Astronomical observations end with numerous calculations. However, depending on many factors, these calculations may overlap with different researchers. There is nothing wrong with that. In astrophysics, most, if not all, occur with some degree of accuracy. And the less accurate the result, the more complex the calculations. It turns out that AI algorithms deal well with such calculations, completing the job in weeks rather than months and years of human work.
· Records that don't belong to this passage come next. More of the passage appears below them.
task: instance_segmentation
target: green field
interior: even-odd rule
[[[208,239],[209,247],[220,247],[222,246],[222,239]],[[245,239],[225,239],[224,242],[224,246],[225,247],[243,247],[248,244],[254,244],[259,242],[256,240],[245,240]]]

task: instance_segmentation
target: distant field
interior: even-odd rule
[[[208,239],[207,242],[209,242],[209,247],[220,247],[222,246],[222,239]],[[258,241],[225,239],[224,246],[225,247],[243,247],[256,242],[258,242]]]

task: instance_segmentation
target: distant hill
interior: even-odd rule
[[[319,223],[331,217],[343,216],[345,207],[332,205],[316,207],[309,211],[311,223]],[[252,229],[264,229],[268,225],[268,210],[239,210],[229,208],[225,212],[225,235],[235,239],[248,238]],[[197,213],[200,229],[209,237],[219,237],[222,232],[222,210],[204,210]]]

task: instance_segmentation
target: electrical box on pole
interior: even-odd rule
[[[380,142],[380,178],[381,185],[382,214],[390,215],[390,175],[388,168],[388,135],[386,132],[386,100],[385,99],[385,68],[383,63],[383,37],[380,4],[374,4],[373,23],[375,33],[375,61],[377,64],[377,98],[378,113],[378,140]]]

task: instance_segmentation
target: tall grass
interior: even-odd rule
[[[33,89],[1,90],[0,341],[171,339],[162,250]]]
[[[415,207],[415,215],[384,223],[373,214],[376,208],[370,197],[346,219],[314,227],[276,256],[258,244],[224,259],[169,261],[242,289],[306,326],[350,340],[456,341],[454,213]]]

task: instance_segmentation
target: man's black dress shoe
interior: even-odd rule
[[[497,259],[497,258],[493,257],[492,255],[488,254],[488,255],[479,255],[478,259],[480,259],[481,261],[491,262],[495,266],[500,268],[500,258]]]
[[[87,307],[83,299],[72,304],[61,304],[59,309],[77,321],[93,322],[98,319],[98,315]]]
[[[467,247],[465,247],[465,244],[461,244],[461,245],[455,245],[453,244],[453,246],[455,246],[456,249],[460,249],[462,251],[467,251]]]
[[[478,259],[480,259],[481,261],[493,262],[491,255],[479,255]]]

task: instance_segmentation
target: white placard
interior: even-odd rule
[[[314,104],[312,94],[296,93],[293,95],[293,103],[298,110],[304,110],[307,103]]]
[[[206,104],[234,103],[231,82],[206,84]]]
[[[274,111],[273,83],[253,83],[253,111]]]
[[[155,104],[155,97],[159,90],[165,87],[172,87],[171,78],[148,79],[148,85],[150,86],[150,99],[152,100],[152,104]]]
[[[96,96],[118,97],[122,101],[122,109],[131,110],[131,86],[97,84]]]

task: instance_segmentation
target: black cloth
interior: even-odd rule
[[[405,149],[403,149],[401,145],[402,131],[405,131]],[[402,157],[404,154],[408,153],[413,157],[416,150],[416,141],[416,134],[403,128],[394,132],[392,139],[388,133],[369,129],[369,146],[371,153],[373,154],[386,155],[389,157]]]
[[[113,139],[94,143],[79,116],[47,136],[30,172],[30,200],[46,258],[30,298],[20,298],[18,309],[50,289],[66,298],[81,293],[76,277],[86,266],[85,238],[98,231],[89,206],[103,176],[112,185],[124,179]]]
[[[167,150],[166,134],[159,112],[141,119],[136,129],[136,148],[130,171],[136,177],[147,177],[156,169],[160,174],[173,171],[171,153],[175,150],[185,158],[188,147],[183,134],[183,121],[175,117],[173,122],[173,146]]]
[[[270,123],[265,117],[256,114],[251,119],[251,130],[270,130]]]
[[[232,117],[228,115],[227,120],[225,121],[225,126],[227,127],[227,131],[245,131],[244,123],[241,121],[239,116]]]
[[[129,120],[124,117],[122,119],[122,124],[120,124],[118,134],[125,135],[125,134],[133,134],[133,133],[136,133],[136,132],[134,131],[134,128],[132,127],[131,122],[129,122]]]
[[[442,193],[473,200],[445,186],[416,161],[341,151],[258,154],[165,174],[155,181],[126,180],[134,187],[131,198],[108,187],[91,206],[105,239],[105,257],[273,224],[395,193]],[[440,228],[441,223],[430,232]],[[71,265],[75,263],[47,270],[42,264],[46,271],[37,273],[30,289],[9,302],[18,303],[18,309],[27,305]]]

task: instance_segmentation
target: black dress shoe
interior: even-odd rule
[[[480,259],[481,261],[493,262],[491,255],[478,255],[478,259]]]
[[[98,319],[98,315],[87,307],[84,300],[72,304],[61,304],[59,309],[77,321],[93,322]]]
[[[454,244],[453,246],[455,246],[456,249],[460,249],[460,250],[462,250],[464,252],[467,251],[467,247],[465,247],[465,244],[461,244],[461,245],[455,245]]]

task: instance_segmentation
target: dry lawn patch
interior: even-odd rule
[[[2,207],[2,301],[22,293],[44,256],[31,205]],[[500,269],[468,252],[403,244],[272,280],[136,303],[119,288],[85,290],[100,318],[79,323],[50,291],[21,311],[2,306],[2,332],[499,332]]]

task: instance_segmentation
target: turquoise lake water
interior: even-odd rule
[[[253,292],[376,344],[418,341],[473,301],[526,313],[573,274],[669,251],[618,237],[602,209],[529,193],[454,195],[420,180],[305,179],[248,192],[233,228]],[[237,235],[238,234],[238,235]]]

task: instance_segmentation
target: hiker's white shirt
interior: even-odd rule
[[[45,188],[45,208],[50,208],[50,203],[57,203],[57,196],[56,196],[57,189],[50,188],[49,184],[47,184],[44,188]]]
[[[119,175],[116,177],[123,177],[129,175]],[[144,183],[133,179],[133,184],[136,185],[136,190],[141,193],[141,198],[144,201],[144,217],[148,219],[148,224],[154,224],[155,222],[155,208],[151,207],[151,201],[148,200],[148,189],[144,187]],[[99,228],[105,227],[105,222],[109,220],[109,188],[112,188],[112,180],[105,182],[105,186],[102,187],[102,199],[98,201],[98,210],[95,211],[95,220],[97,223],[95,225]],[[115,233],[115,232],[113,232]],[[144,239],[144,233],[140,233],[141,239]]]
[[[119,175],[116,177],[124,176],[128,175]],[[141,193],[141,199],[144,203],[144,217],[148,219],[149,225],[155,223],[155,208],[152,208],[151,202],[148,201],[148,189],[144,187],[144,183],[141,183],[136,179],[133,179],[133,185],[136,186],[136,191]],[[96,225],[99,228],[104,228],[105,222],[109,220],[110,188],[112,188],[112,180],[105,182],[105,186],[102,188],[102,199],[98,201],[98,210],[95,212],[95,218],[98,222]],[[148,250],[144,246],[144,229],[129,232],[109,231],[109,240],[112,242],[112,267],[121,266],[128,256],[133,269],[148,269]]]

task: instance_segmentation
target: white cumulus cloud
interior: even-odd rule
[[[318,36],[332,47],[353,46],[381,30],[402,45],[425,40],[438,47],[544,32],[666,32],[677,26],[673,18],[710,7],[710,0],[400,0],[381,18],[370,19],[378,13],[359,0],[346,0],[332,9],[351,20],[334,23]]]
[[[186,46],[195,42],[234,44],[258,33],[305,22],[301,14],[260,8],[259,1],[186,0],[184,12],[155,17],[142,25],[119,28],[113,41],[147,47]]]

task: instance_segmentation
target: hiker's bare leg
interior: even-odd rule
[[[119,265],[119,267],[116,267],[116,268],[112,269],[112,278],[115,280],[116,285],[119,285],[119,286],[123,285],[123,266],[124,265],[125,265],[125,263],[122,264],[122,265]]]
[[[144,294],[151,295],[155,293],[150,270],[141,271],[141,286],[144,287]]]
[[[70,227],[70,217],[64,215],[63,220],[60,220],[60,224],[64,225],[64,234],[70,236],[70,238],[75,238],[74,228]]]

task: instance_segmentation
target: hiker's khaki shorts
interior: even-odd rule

For example, researchers from Carnegie Mellon University (CMU) are using resources provided by the Pittsburgh Supercomputing Center (PSC), including the Bridges-2 supercomputer dedicated under the ACCESS program, to train artificial intelligence to predict the mass of such a large galaxy cluster. used for. light years from Earth).
The scientists submitted all known information about the cluster to the algorithm and got a result that matched earlier predictions of astrophysicists. Thus, the experiment validated the ability of a machine learning-based algorithm to predict the mass of galaxies with the accuracy available to us, which is inherently limited by the capabilities of our observing tools. And here it does not matter who thinks – a person or an artificial intelligence.
For a scientist armed with computers, calculating the mass of a galaxy may take a year of work. AI accomplished this in a matter of weeks. Given the myriad of galaxies in the universe, AI provides a forecasting tool to help analyze far more astrophysical phenomena than a large army of scientists, discoveries that didn’t take time and effort before, and important little things that are often simply overlooked. It will be interesting to learn how scientists will dispose of the new tool.